Suara.com - Wakil Ketua Umum Partai Amanat Nasional (PAN) Viva Yoga Mauladi mengatakan, acara Silaturahmi Ramadan bersama Presiden Jokowi di kantor DPP PAN (2/4/2023) lalu menjadi bagian penting dari upaya penyatuan dua koalisi, Koalisi Indonesia Bersatu (KIB) dan Koalisi Kebangkitan Indonesia Raya (KKIR).

Menurut Viva, peluang meleburnya dua koalisi itu masih sangat terbuka. Apalagi dalam pertemuan pada Ahad itu terdapat beberapa kesamaan pandang di antara Golkar, PAN, PPP serta Gerindra dan PKB.

"Masih terbuka lebar karena dari hasil diskusi kemarin ada banyak persamaan pemikiran dan kepentingan dari lima partai politik," kata Viva kepada wartawan, Selasa (4/2/2023).

PAN berharap ada kemajuan dalam memuluskan kerja sama atau koalisi lima partai melalui bergabungnya KIB dan KKIR. Menurut Viva peleburan koalisi ini akan menghasilkan banyak keuntungan elektoral

Pertama, menurut Juru Bicara PAN ini, KIB dan KKIR akan semakin memperluas basis konstituen karena masing-masing partai memiliki basis sosial yang berbeda-beda.

"Jika digabungkan maka akan menambah potensi kemenangan paslon yang akan diusung," kata Viva.

Keuntungan kedua, figur yang menjadi pasangan calon adalah hasil dari keputusan dan kompromi seluruh partai politik yang tentu memiliki aseptabilitas, popularitas, dan elektabilitas yang terukur dan memiliki peluang menang di pilpres.

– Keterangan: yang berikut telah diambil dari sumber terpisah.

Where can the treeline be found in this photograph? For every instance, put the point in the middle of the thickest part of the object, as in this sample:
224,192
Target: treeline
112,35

Kendati demikian, kata Viva, posisi PAN tentu menunggu dinamika politik ke depan. "Kita tunggu proses dan dinamika politik selanjutnya," ucapnya.

Jokowi di Tengah KIB dan KKIR

baca juga

Presiden Joko Widodo atau Jokowi hadir dalam Silaturahmi Ramadan yang digelar DPP PAN di kantor pusat di Jakarta Selatan. Rencana awal, silaturahmi ini bakal mengundang ketua umum partai politik di pemerintahan kedua Jokowi.

Kenyataannya mereka yang hadir tidak semuanya. Tercatat hanya ada lima ketua umum parpol yang hadir, yakni Ketua Umum PAN Zulkifli Hasan sebagai ruan rumah, Ketua Umum Golkar Airlangga Hartarto, Plt Ketua Umum PPP Muhammad Mardiono, Ketua Umum Gerindra Prabowo Subianto dan Ketua Umum PKB Muhaimin Iskandar atau Cak Imin.

Artinya Silaturahmi Ramadhan antar parpol koalisi pemerintahan ini minus dua parpol. Di mana Ketua Umum PDI Perjuangan Megawati Soeakrnoputri dan Ketua Umum NasDem Surya Paloh tidak ada di tempat acara.

"Mbak Mega dan Bang Surya lagi keluar negeri," timpal Zulhas menjawab tanda tanya kehadiran kedua ketum.

Melihat lima ketua umum yang hadir, dapat disebut ajang silaturahmi bareng presiden ini menjadi ajang kongkos antara Jokowi dan dua koalisi, yakni Koalisi Indonesia Bersatu (Golkar, PAN, PPP) dan Koalisi Kebangkitan Indonesia Raya (Gerindra-PKB).

Zulhas tidak menjawab spesifik saat ditanya peluang leburnya KIB dan KKIR menjadi satu. Ia sebatas menyampaikan kedua koalisi ingin bersama-sama dalam hal menciptakan Pemilu yang damai.

"Yang penting kita semua ingin bersama-sama agar Pemilu kita nanti damai, sejuk, sehingga kita bisa fokus dan produktif dalam melanjutkan pembangunan," kata Zulhas.

Hal senada juga disampaikam Airlanga Hartarto menanggpi pertanyaan serupa, yakni potensi terjadinya penggabungan koalisi menjadi koalisi besar.

"Kita dalam pembicaraan semua," ujar Airlangga.

Begitu pula dengan Prabowo. Menteri Pertahanan ini menilai semua masih bergantung proses.

"Ya nanti kita lihat prosesnya, tapi yang pasti akan intens," kata Prabowo.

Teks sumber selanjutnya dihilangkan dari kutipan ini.